3. technical documentation is complete but not auditable
A large amount of documentation is no substitute for a clear structure. We point out that lack of coherence and hard-to-find information are common reasons for delays in auditing technical documentation.
4. clinical evidence does not match the value proposition
The more the product claims clinical benefits, the more stringent the clinical evaluation must be to demonstrate these benefits.

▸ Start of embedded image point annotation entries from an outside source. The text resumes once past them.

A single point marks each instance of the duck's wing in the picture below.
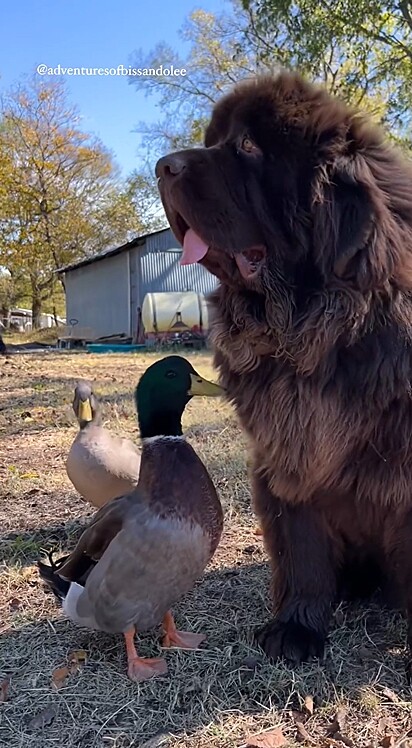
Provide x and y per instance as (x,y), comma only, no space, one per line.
(95,540)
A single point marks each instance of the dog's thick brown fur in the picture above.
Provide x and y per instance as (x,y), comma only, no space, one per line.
(314,342)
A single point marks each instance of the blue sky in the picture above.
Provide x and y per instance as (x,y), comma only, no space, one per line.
(94,33)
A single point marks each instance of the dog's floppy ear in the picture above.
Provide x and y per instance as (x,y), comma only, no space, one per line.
(342,223)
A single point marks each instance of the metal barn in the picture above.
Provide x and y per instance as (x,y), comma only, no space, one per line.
(104,292)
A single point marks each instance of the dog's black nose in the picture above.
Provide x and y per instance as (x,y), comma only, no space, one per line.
(170,165)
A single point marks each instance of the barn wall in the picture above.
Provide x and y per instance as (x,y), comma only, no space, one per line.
(105,295)
(98,296)
(156,267)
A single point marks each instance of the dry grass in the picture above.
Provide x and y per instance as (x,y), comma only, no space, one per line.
(213,697)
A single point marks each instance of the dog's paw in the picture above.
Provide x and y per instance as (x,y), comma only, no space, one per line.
(290,640)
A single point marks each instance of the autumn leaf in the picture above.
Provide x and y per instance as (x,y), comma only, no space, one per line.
(43,718)
(338,724)
(308,703)
(59,676)
(302,735)
(269,739)
(75,660)
(389,741)
(391,695)
(4,690)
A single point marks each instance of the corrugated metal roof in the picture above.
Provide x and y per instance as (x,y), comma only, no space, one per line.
(139,241)
(162,271)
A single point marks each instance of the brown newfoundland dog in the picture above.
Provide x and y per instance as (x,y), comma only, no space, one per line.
(304,213)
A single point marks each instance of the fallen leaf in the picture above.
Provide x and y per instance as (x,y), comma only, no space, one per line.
(389,741)
(366,653)
(298,716)
(338,724)
(343,739)
(59,676)
(43,718)
(383,724)
(77,658)
(4,690)
(391,695)
(269,739)
(302,735)
(308,703)
(252,662)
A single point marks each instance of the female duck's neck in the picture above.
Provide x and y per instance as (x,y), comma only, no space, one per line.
(160,424)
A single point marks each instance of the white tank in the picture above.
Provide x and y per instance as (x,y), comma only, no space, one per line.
(174,312)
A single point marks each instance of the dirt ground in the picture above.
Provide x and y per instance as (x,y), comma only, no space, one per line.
(218,696)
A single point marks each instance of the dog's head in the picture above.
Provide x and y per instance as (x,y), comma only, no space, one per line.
(291,183)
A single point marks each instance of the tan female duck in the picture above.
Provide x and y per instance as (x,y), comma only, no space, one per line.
(101,465)
(143,551)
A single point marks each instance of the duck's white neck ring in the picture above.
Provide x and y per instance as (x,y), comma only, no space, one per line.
(162,437)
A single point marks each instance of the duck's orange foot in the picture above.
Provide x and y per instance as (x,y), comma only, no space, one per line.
(180,639)
(142,668)
(183,640)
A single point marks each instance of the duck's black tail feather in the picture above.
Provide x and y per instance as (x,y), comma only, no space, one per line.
(49,574)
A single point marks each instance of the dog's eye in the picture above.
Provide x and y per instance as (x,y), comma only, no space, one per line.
(247,145)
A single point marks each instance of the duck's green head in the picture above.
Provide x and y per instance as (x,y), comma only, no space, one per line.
(85,404)
(163,392)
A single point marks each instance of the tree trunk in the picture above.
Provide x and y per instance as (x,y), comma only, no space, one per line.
(35,310)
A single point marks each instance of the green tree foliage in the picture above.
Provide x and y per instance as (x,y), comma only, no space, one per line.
(60,198)
(216,59)
(360,50)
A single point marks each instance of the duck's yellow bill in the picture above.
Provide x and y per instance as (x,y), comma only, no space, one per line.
(200,386)
(85,411)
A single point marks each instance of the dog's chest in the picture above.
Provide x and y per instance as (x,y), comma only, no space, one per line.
(301,434)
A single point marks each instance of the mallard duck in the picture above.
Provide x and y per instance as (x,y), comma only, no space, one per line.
(143,551)
(101,465)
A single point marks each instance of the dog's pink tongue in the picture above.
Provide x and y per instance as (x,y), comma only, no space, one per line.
(194,248)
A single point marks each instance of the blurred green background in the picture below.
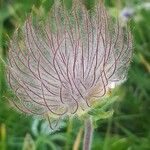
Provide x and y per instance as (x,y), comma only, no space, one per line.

5 PMS is only planned after CE
PMS must be established as a system before market access because it is part of the product life cycle and technical documentation.
6. suppliers are underestimated
Components, outsourced processes and critical service providers influence safety, performance and availability. We emphasize that supplier management is an essential part of an ISO 13485-compliant QMS and should be considered early on alongside document control and risk management.
FAQ: Frequently asked questions about EU market access for medical devices
Do I need approval for a medical device in the EU?
Not in the sense of a classic official market authorization as in some other markets. In Europe, the manufacturer declares conformity with the legal requirements following a conformity assessment procedure. Depending on the risk class, a notified body must be involved.
When do I need a Notified Body?
A Notified Body is generally required for Class IIa, IIb and III products as well as for certain Class I products, such as sterile products, products with a measuring function or reusable surgical instruments.
What is the role of DQS MED?
DQS MED is a Notified Body for Regulation (EU) 2017/745 on medical devices with identification number 0297. As a Notified Body, DQS MED assesses technical documentation, QMS requirements and other evidence of conformity within its scope of designation independently, impartially, neutrally and objectively.
Is ISO 13485 mandatory for EU market access?
The MDR requires a suitable quality management system. ISO 13485 is the central international standard for quality management systems in the medical device industry and is often used in practice as a structured framework. ISO 13485 serves as the basis for the certification of QMS for manufacturers, distributors and companies in the medical device supply chain. However, certification in accordance with ISO 13485 is not mandatory, but it does help to make it easier to meet the requirements of the MDR.
What belongs in the technical documentation?
The technical documentation must prove that the product meets the essential safety and performance requirements. It includes product description, intended purpose, classification, risk management, verification and validation, clinical evaluation, labeling and PMS documentation. MDR Annex II and III form the central structural requirements.
What happens after CE marking?
After CE marking, the manufacturer must continue to monitor the product, collect market data, keep technical documentation and clinical evaluation up to date, fulfill vigilance obligations and initiate corrective actions if necessary. PMS and vigilance are integral parts of MDR compliance.